Specifically, the company has been able to achieve a trailing twelve month (TTM) net profit margin around 3% higher than that of the industry’s average. While this may not initially seem like a lot, this is a highly competitive industry and any edge of profitability (done in a safe and legal manner, of course) the company can gain is welcomed.

When it comes to the company’s TTM returns on equity, assets and investment, they are not as exciting as their profitability.

For instance, their returns in all of these categories are lower than that of the industry average. We are particularly concerned with the company’s low returns assets and investment. For example, physical assets are incredibly important for Kinder Morgan’s business and if through all of its pipelines they aren’t achieving higher returns over time, we think there’s reason for concern. However, the space they operate in is long-term by nature and we think that given Kinder Morgan’s operating capabilities and solid financials, they’ll be able to achieve these returns in the long run.

Regulatory considerations with Kinder Morgan

As we wrap up our stock analysis of Kinder Morgan, it should be noted that as with most companies in the oil and gas industry, they are subject to a lot of regulatory scrutiny.

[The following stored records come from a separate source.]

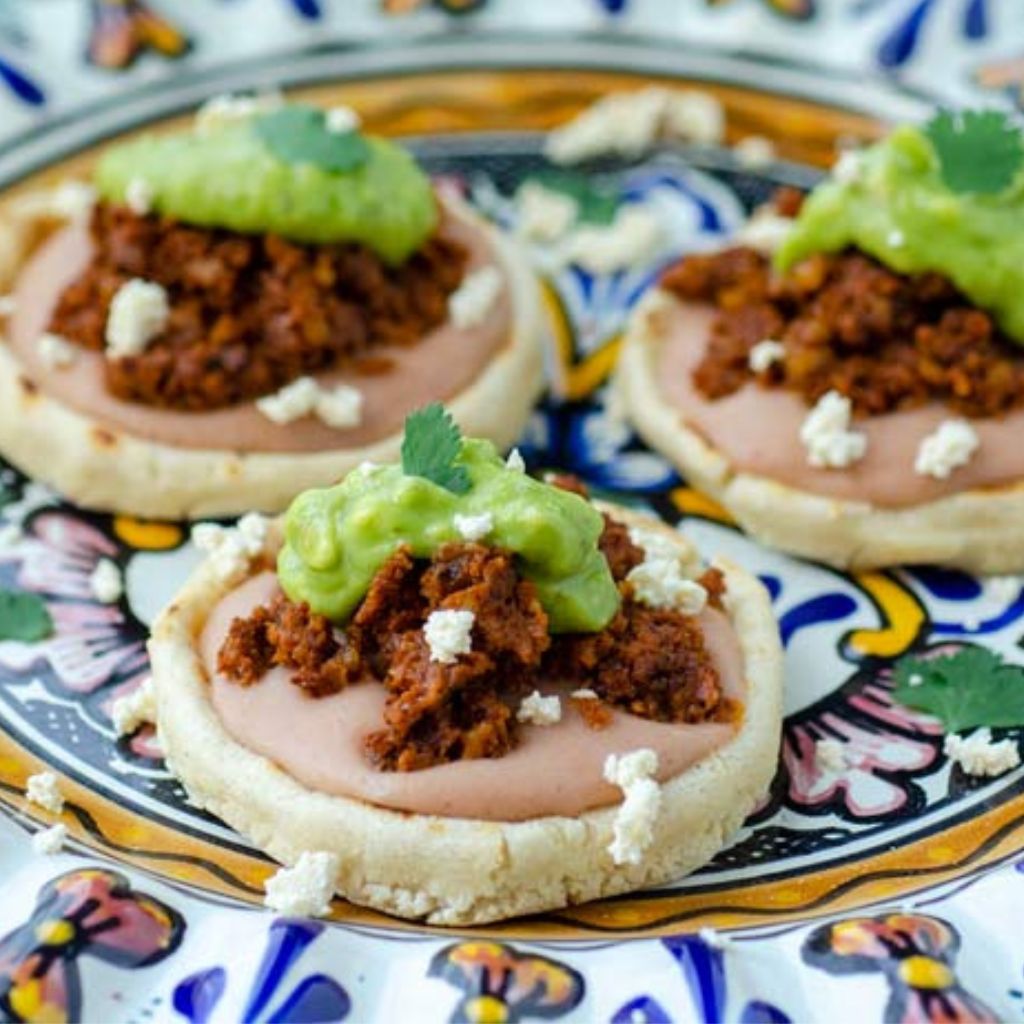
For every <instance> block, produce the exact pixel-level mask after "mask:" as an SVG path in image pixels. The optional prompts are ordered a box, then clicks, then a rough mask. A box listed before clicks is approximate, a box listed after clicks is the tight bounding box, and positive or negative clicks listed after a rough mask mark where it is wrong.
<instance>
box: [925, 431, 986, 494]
mask: <svg viewBox="0 0 1024 1024" xmlns="http://www.w3.org/2000/svg"><path fill="white" fill-rule="evenodd" d="M979 444H981V441H980V440H979V438H978V434H977V433H976V432H975V429H974V427H972V426H971V424H970V423H968V422H967V420H943V421H942V422H941V423H940V424H939V425H938V427H937V428H936V429H935V431H934V432H933V433H930V434H929V435H928V436H927V437H926V438H925V439H924V440H923V441H922V442H921V445H920V446H919V449H918V455H916V458H915V459H914V460H913V471H914V472H915V473H920V474H921V475H922V476H934V477H935V478H936V479H937V480H944V479H946V478H947V477H948V476H949V474H950V473H951V472H952V471H953V470H954V469H956V468H957V467H959V466H966V465H967V464H968V463H969V462H970V461H971V457H972V456H973V455H974V453H975V452H977V450H978V446H979Z"/></svg>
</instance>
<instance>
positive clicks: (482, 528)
mask: <svg viewBox="0 0 1024 1024" xmlns="http://www.w3.org/2000/svg"><path fill="white" fill-rule="evenodd" d="M455 528H456V529H457V530H458V531H459V536H460V537H461V538H462V539H463V540H464V541H470V542H473V541H482V540H483V539H484V538H485V537H486V536H487V534H489V532H490V531H492V530H493V529H494V528H495V517H494V516H493V515H492V514H490V513H489V512H481V513H480V514H479V515H462V513H460V512H456V514H455Z"/></svg>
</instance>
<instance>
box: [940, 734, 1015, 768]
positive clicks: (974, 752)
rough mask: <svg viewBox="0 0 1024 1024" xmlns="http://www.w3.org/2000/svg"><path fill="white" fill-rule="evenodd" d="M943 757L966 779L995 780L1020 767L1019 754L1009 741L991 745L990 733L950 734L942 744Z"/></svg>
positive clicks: (1006, 739) (1006, 741)
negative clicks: (957, 767)
mask: <svg viewBox="0 0 1024 1024" xmlns="http://www.w3.org/2000/svg"><path fill="white" fill-rule="evenodd" d="M942 753H943V754H945V756H946V757H947V758H949V760H950V761H952V762H953V764H957V765H959V766H961V768H963V769H964V771H966V772H967V773H968V775H980V776H988V777H992V778H994V777H995V776H996V775H1002V774H1004V773H1006V772H1008V771H1011V770H1012V769H1014V768H1016V767H1017V766H1018V765H1019V764H1020V763H1021V756H1020V751H1019V750H1018V748H1017V743H1016V742H1015V741H1014V740H1012V739H1000V740H999V741H998V742H993V741H992V732H991V730H990V729H975V731H974V732H972V733H971V735H970V736H967V737H966V738H965V737H964V736H959V735H956V734H955V733H950V734H949V735H948V736H946V738H945V742H944V743H943V744H942Z"/></svg>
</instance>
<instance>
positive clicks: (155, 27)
mask: <svg viewBox="0 0 1024 1024" xmlns="http://www.w3.org/2000/svg"><path fill="white" fill-rule="evenodd" d="M90 9H91V17H92V30H91V32H90V34H89V42H88V45H87V47H86V56H87V58H88V60H89V61H91V62H92V63H94V65H96V66H97V67H99V68H105V69H108V70H109V71H123V70H124V69H126V68H130V67H131V66H132V65H133V63H134V62H135V60H136V59H137V58H138V56H139V55H140V54H141V53H142V52H143V51H144V50H153V51H155V52H156V53H159V54H161V55H162V56H165V57H179V56H181V55H182V54H183V53H186V52H187V50H188V48H189V46H190V45H191V44H190V41H189V39H188V36H187V35H185V33H184V32H182V31H181V30H180V29H179V28H177V26H175V25H174V23H173V22H171V20H170V19H169V18H167V17H165V16H164V15H163V14H160V13H158V12H157V11H156V10H155V9H154V8H153V6H152V5H151V4H148V3H145V2H143V0H91V4H90Z"/></svg>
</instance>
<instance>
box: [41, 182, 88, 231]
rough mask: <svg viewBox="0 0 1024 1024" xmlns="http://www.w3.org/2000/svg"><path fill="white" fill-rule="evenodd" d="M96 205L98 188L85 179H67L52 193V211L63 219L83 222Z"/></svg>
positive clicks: (51, 196) (59, 184)
mask: <svg viewBox="0 0 1024 1024" xmlns="http://www.w3.org/2000/svg"><path fill="white" fill-rule="evenodd" d="M95 205H96V189H95V188H93V187H92V185H90V184H88V182H85V181H65V182H63V183H62V184H59V185H57V187H56V188H54V189H53V191H52V194H51V195H50V212H51V213H52V214H53V216H55V217H59V218H60V219H61V220H70V221H73V222H77V223H82V222H83V221H86V220H88V219H89V217H90V216H92V208H93V207H94V206H95Z"/></svg>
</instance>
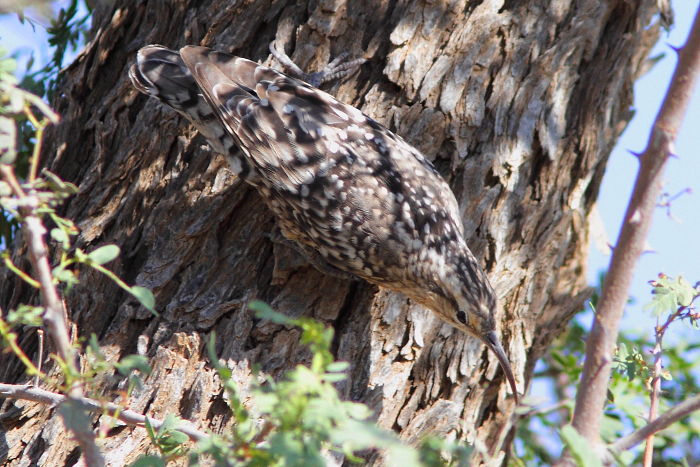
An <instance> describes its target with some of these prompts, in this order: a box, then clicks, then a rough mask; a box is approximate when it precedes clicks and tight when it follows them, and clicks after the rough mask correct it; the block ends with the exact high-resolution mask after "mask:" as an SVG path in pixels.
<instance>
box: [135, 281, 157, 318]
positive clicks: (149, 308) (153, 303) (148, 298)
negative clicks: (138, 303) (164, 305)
mask: <svg viewBox="0 0 700 467" xmlns="http://www.w3.org/2000/svg"><path fill="white" fill-rule="evenodd" d="M129 293H130V294H131V295H133V296H134V297H136V299H137V300H138V301H139V302H141V305H143V307H144V308H146V309H147V310H148V311H150V312H151V313H153V314H155V312H156V310H155V306H156V297H154V296H153V292H151V291H150V290H148V289H147V288H146V287H141V286H139V285H135V286H133V287H131V288H129Z"/></svg>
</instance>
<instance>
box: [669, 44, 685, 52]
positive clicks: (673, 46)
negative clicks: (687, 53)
mask: <svg viewBox="0 0 700 467" xmlns="http://www.w3.org/2000/svg"><path fill="white" fill-rule="evenodd" d="M666 45H667V46H669V47H670V48H671V49H672V50H673V51H674V52H676V54H680V53H681V50H683V47H682V46H681V47H676V46H675V45H672V44H669V43H668V42H667V43H666Z"/></svg>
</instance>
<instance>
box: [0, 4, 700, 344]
mask: <svg viewBox="0 0 700 467" xmlns="http://www.w3.org/2000/svg"><path fill="white" fill-rule="evenodd" d="M673 7H674V10H675V24H674V26H673V29H672V30H671V32H670V34H666V33H664V34H663V36H662V38H661V41H660V42H659V43H658V44H657V45H656V47H655V49H654V52H653V53H652V55H657V54H660V53H664V54H665V55H666V56H665V57H664V58H663V59H662V60H661V61H660V62H659V63H658V64H656V66H655V67H654V68H652V70H651V71H650V72H649V73H648V74H647V75H645V76H644V77H643V78H641V79H640V80H639V81H638V82H637V83H636V85H635V104H634V108H635V111H636V115H635V117H634V119H633V120H632V122H631V123H630V125H629V126H628V128H627V129H626V131H625V132H624V134H623V135H622V138H621V139H620V141H619V142H618V144H617V146H616V147H615V149H614V150H613V153H612V154H611V156H610V161H609V163H608V168H607V171H606V173H605V177H604V180H603V185H602V188H601V193H600V196H599V201H598V208H599V211H600V215H601V218H602V221H603V225H604V226H605V231H606V232H607V236H608V238H609V241H610V243H614V242H615V239H616V238H617V233H618V231H619V228H620V223H621V219H622V216H623V214H624V211H625V207H626V206H627V202H628V200H629V196H630V192H631V189H632V186H633V183H634V178H635V176H636V173H637V165H638V164H637V160H636V158H635V157H634V156H632V154H630V152H629V151H635V152H641V151H642V150H643V149H644V147H645V146H646V142H647V138H648V135H649V129H650V128H651V123H652V122H653V119H654V117H655V115H656V113H657V112H658V109H659V106H660V103H661V101H662V99H663V95H664V93H665V91H666V89H667V87H668V83H669V81H670V79H671V75H672V73H673V69H674V66H675V63H676V54H675V52H674V51H673V50H672V49H671V48H670V46H669V45H673V46H680V45H682V44H683V43H684V42H685V40H686V38H687V36H688V33H689V31H690V25H691V22H692V20H693V17H694V15H695V8H696V2H693V1H687V0H676V1H674V2H673ZM40 22H44V23H45V21H41V20H40ZM0 31H2V32H0V45H2V46H4V47H5V48H7V49H9V50H11V51H19V52H21V56H22V57H24V58H25V59H26V58H27V57H28V56H29V52H30V51H33V52H34V54H35V57H36V59H37V62H38V63H46V62H47V61H48V59H49V58H50V57H49V55H48V52H47V50H46V48H45V46H43V44H45V43H46V34H45V31H44V29H43V28H42V27H36V28H33V27H32V26H31V25H29V24H28V23H25V24H24V25H20V24H19V22H18V21H17V17H16V15H0ZM699 152H700V89H696V91H695V95H694V98H693V100H692V102H691V104H690V108H689V111H688V115H687V117H686V120H685V122H684V125H683V128H682V130H681V132H680V133H679V135H678V140H677V144H676V154H677V157H676V158H674V159H672V160H671V162H670V164H669V167H668V170H667V172H666V177H665V180H666V184H665V191H666V192H668V193H669V194H676V193H680V192H683V191H684V190H688V189H689V190H691V192H690V193H686V194H684V195H682V196H680V197H679V198H678V199H676V200H675V201H673V203H672V207H671V214H672V217H669V216H668V215H667V213H666V211H665V210H663V209H658V210H657V212H656V215H655V218H654V224H653V227H652V230H651V233H650V235H649V239H648V243H649V246H650V247H651V249H652V250H653V251H652V252H649V253H647V254H645V255H644V256H643V257H642V258H641V260H640V262H639V265H638V267H637V269H636V271H635V279H634V282H633V286H632V289H631V291H630V295H631V296H632V297H634V298H635V299H636V303H635V304H633V305H631V306H629V307H628V310H627V315H626V319H625V326H627V327H634V328H639V329H642V328H643V329H644V330H645V331H644V332H651V330H652V328H651V326H652V325H653V318H652V317H651V316H649V314H648V313H647V312H645V311H643V310H642V305H643V304H644V303H646V302H648V300H649V297H650V294H649V292H650V287H649V285H648V284H647V281H649V280H651V279H653V278H655V277H656V275H657V274H658V273H659V272H664V273H666V274H668V275H671V276H676V275H683V276H684V277H685V278H686V279H688V280H689V281H690V282H691V283H695V282H697V281H700V244H699V243H700V242H699V241H698V239H699V238H700V237H699V236H698V232H700V208H699V207H698V196H700V154H699ZM608 262H609V256H608V255H607V254H603V253H602V252H600V251H598V249H596V248H595V247H593V246H592V247H591V250H590V260H589V268H588V278H589V281H590V282H591V283H592V284H595V283H596V282H597V280H598V279H597V277H598V274H599V272H600V271H602V270H605V269H606V268H607V265H608Z"/></svg>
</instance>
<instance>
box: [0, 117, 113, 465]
mask: <svg viewBox="0 0 700 467" xmlns="http://www.w3.org/2000/svg"><path fill="white" fill-rule="evenodd" d="M29 115H30V119H31V120H32V122H33V123H35V124H36V125H37V128H38V130H39V133H38V135H37V138H39V137H40V136H41V131H42V130H43V128H44V127H45V126H46V124H47V123H46V121H45V120H42V122H37V121H36V119H35V118H34V116H33V114H31V112H30V114H29ZM52 116H53V112H51V115H49V117H52ZM50 119H51V118H50ZM51 120H55V118H54V119H51ZM37 146H38V144H37ZM38 157H39V153H38V152H37V151H36V150H35V151H34V153H33V154H32V159H31V166H32V174H31V176H32V177H34V176H35V170H36V168H35V166H36V165H37V159H38ZM0 177H1V178H2V179H3V180H5V182H7V184H8V185H9V187H10V189H11V190H12V193H13V195H14V196H15V197H16V198H17V200H18V201H19V202H18V208H19V212H20V214H21V216H22V231H23V233H24V237H25V239H26V242H27V247H28V250H29V261H30V262H31V264H32V268H33V270H34V275H35V276H36V277H35V279H36V281H37V282H38V284H39V290H40V293H41V304H42V306H43V307H44V314H43V321H44V324H45V325H46V328H47V330H48V333H49V335H50V336H51V339H52V340H53V342H54V344H55V346H56V349H57V352H58V356H59V357H60V359H61V360H62V361H63V364H64V365H66V367H67V368H68V370H69V371H70V372H71V373H72V374H74V375H77V374H79V370H78V367H77V365H76V362H75V357H76V354H75V350H74V349H73V346H72V345H71V339H70V336H69V334H68V327H67V323H66V320H65V318H64V315H63V307H62V302H61V299H60V297H59V294H58V290H57V289H56V286H55V284H54V282H53V276H52V274H51V266H50V264H49V249H48V246H47V244H46V241H45V240H44V235H45V234H46V228H45V227H44V224H43V223H42V221H41V218H40V217H39V216H38V214H37V209H38V208H39V207H40V202H39V198H38V197H37V195H36V193H34V191H33V189H32V188H30V189H29V190H27V191H25V189H24V188H22V185H21V184H20V183H19V181H18V180H17V177H16V176H15V173H14V170H13V167H12V166H11V165H9V164H0ZM67 394H68V401H70V400H76V401H77V400H79V399H81V398H82V396H83V392H82V389H81V387H80V385H79V384H75V383H74V384H72V385H71V387H69V388H68V391H67ZM64 422H65V423H66V427H67V428H69V427H68V421H67V420H64ZM71 432H72V433H73V435H74V436H75V438H76V440H77V442H78V443H79V444H80V447H81V448H82V453H83V456H84V459H85V463H86V464H87V465H89V466H91V467H93V466H94V467H100V466H103V465H104V457H103V456H102V453H101V452H100V450H99V448H98V447H97V444H95V435H94V433H92V432H91V431H90V430H78V429H73V430H71Z"/></svg>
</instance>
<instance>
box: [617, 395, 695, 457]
mask: <svg viewBox="0 0 700 467" xmlns="http://www.w3.org/2000/svg"><path fill="white" fill-rule="evenodd" d="M698 409H700V394H699V395H696V396H693V397H691V398H690V399H687V400H685V401H683V402H681V403H680V404H678V405H677V406H675V407H674V408H672V409H669V410H668V411H666V412H665V413H664V414H663V415H661V416H659V418H657V419H656V420H654V421H653V422H650V423H648V424H647V425H645V426H643V427H642V428H640V429H638V430H636V431H634V432H632V433H630V434H629V435H627V436H625V437H624V438H620V439H618V440H617V441H615V442H614V443H612V444H611V445H610V446H609V447H610V450H612V451H616V452H620V451H625V450H627V449H631V448H633V447H635V446H636V445H638V444H639V443H641V442H642V441H644V440H645V439H646V438H648V437H649V436H650V435H653V434H654V433H658V432H659V431H661V430H663V429H665V428H667V427H668V426H669V425H672V424H673V423H676V422H677V421H678V420H680V419H682V418H683V417H686V416H688V415H690V414H691V413H692V412H694V411H696V410H698Z"/></svg>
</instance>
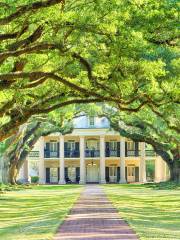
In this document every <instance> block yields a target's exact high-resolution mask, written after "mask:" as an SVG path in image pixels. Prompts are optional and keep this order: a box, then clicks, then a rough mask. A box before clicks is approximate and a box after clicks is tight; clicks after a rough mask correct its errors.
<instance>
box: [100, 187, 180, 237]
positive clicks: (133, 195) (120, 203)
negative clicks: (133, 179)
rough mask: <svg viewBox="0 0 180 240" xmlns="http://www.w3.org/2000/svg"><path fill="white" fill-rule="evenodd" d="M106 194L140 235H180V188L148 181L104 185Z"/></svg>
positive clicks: (135, 230) (154, 236) (124, 217)
mask: <svg viewBox="0 0 180 240" xmlns="http://www.w3.org/2000/svg"><path fill="white" fill-rule="evenodd" d="M104 189H105V192H106V193H107V195H108V198H109V199H110V200H111V201H112V202H113V204H114V206H115V207H116V208H117V209H118V211H119V214H120V216H122V217H123V218H124V219H125V220H127V222H128V223H129V224H130V225H131V227H133V228H134V229H135V231H136V232H137V234H138V235H139V236H140V239H142V240H144V239H148V240H151V239H153V240H163V239H166V240H176V239H180V189H172V190H158V189H153V188H150V187H149V186H147V185H134V184H131V185H130V184H126V185H105V186H104Z"/></svg>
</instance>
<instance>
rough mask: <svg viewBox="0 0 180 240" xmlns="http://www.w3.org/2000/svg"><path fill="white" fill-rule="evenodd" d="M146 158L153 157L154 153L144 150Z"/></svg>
mask: <svg viewBox="0 0 180 240" xmlns="http://www.w3.org/2000/svg"><path fill="white" fill-rule="evenodd" d="M146 156H147V157H155V156H156V153H155V151H154V150H146Z"/></svg>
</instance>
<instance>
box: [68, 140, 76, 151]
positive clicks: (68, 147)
mask: <svg viewBox="0 0 180 240" xmlns="http://www.w3.org/2000/svg"><path fill="white" fill-rule="evenodd" d="M67 149H69V150H75V141H68V142H67Z"/></svg>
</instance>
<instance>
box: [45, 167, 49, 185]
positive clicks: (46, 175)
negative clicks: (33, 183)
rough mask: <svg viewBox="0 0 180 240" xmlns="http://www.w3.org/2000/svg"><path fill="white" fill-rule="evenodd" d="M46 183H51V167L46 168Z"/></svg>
mask: <svg viewBox="0 0 180 240" xmlns="http://www.w3.org/2000/svg"><path fill="white" fill-rule="evenodd" d="M46 183H50V168H46Z"/></svg>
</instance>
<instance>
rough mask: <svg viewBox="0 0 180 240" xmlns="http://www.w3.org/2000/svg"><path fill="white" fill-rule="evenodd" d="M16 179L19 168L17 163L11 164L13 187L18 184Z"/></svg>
mask: <svg viewBox="0 0 180 240" xmlns="http://www.w3.org/2000/svg"><path fill="white" fill-rule="evenodd" d="M16 177H17V168H16V163H13V164H11V166H10V168H9V182H10V183H11V184H13V185H15V184H16Z"/></svg>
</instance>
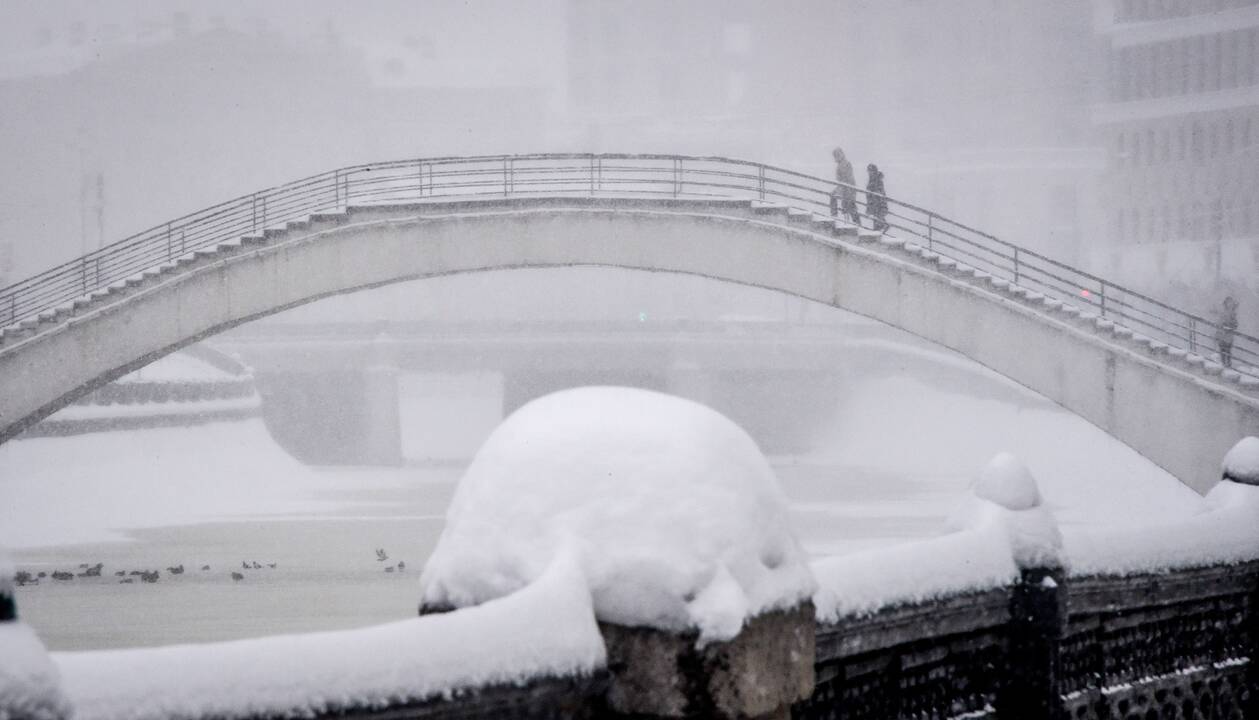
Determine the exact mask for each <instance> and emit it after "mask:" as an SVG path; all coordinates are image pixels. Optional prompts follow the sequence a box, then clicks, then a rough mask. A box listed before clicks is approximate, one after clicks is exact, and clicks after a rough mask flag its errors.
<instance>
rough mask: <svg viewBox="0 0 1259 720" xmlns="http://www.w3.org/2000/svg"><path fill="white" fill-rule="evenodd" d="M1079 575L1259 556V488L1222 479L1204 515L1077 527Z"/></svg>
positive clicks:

This isn’t a huge concern for us, as it wouldn’t push the needle on whether or not we’d buy the stock, but it’s generally accepted that companies such as Kinder Morgan and the firms it works with are subject to paying heavy fines every so often when a pipe bursts. However, it’s more than likely that these companies have sufficient cash set aside (and exceptional legal teams) to pay fines and move on.

Should you buy Kinder Morgan stock?

This is a gigantic company with a ton of operations across the United States and surrounding areas. Given all of the information we’ve discussed in this article including the fact that the company’s share price appears undervalued(as of this writing) along with their scale, solid financials and the current state of the macroeconomy, we give the company a “buy” rating.

DISCLAIMER: This analysis of the aforementioned stock security is in no way to be construed, understood, or seen as formal, professional, or any other form of investment advice. We are simply expressing our opinions regarding a publicly traded entity.